Выбрать главу

Derrière venaient les serviteurs et les charrettes. Personne ne comprenait pourquoi Rand avait envoyé tous les chariots avec les autres et il n’avait pas l’intention de s’expliquer, sachant que des oreilles indiscrètes auraient pu écouter. On voyait ensuite la longue file de chevaux de remonte conduits par des palefreniers, et les rangées désordonnées de fantassins en plastrons cabossés mal ajustés, ou en justaucorps de cuir sur lesquels étaient cousus des disques métalliques rouillés, armés d’arcs, d’arbalètes ou de lances, et même parfois de piques. Puis suivaient d’autres soldats qui avaient obéi à l’appel du « Seigneur Brend » et avaient décidé de ne pas rentrer chez eux désarmés.
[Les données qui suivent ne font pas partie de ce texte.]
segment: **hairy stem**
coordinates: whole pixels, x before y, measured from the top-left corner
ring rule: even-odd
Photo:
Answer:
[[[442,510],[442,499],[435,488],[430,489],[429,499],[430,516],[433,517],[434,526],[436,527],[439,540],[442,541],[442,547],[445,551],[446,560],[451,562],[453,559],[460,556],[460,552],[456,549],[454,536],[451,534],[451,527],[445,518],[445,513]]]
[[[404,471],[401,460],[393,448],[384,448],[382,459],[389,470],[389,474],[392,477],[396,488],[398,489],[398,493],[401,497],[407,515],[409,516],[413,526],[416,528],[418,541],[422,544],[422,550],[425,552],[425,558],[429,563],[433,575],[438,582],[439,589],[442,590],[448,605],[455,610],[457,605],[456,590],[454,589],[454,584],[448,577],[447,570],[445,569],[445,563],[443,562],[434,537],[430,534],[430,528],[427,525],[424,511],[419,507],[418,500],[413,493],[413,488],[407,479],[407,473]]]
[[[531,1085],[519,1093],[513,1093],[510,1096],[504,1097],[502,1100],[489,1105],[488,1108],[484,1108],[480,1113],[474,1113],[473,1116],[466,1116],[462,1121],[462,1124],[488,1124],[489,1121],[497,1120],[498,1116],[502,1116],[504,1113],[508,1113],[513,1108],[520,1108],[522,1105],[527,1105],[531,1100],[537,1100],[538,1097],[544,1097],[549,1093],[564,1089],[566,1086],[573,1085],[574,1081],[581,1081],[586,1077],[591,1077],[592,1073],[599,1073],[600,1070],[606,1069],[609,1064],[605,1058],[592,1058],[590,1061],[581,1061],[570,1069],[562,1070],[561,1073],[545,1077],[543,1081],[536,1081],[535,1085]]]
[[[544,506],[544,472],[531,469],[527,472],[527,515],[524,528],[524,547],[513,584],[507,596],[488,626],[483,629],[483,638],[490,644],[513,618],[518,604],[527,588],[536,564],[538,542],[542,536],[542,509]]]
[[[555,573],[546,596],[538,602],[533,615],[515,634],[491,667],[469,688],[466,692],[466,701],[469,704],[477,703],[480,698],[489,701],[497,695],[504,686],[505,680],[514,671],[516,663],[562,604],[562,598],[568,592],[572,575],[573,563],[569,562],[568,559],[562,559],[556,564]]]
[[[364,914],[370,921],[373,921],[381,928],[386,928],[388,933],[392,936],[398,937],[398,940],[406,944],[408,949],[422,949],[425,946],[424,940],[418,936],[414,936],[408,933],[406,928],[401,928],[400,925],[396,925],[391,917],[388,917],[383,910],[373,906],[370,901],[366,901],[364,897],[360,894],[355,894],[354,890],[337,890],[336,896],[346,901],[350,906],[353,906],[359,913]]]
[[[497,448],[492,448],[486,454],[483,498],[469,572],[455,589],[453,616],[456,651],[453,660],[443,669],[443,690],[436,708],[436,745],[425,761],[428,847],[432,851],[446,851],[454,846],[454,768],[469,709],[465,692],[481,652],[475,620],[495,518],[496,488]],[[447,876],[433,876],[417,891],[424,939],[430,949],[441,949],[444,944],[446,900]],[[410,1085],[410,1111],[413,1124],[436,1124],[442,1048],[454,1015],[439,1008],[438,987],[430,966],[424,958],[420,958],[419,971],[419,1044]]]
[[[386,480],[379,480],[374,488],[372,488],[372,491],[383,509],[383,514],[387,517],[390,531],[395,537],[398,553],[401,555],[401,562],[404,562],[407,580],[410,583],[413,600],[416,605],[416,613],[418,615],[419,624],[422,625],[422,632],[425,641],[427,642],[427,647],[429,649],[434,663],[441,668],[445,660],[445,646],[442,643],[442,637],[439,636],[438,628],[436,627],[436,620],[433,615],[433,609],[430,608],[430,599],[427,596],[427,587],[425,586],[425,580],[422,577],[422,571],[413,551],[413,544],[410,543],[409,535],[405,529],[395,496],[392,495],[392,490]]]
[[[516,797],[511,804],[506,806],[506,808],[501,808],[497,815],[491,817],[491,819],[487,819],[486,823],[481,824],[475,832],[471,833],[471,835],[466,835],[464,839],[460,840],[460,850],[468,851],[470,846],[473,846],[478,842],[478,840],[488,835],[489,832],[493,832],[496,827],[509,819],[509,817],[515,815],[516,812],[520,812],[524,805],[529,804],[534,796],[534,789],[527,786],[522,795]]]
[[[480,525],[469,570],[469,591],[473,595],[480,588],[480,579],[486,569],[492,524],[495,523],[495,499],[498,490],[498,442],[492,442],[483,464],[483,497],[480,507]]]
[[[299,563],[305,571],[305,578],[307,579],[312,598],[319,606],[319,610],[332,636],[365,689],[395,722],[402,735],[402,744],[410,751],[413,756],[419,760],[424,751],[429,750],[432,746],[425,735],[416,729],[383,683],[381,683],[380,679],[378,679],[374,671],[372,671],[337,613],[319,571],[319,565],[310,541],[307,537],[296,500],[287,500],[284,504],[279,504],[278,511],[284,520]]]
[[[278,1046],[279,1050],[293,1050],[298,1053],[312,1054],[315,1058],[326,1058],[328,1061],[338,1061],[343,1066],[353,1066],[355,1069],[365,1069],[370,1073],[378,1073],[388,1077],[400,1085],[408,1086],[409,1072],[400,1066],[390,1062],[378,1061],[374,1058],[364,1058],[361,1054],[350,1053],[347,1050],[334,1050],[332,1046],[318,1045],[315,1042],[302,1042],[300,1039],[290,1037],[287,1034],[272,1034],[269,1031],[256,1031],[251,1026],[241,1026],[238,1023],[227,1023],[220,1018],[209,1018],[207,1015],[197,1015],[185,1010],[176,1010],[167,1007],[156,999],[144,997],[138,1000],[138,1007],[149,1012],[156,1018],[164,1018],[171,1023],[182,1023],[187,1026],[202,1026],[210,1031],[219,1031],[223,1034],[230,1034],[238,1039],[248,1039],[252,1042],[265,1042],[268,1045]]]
Leur chef était celui avec lequel Rand avait parlementé à la lisière du bois, un certain Eagan Padros, plus intelligent qu’il en avait l’air. Presque partout, il était difficile pour un roturier de s’élever en grade, mais Rand avait remarqué Padros. Il avait rassemblé ses hommes d’un côté, mais les autres marchaient en désordre, se bousculant pour mieux voir où ils allaient. La Chaussée de l’Étoile du Nord s’étirait sur des miles, droite comme une flèche, à travers les marais brunâtres entourant Illian. Cette large voie de terre battue était entrecoupée de ponts plats en pierre. Le vent du sud apportait l’odeur du sel et une légère puanteur de tannerie. Illian était une vaste cité, aussi grande que Caemlyn ou Cairhien. Des toits aux tuiles multicolores et des centaines de tours luisant au soleil étaient apparus à travers cette mer végétale, où pataugeaient des grues à longues pattes et que rasaient des vols d’oiseaux blancs en poussant des cris stridents.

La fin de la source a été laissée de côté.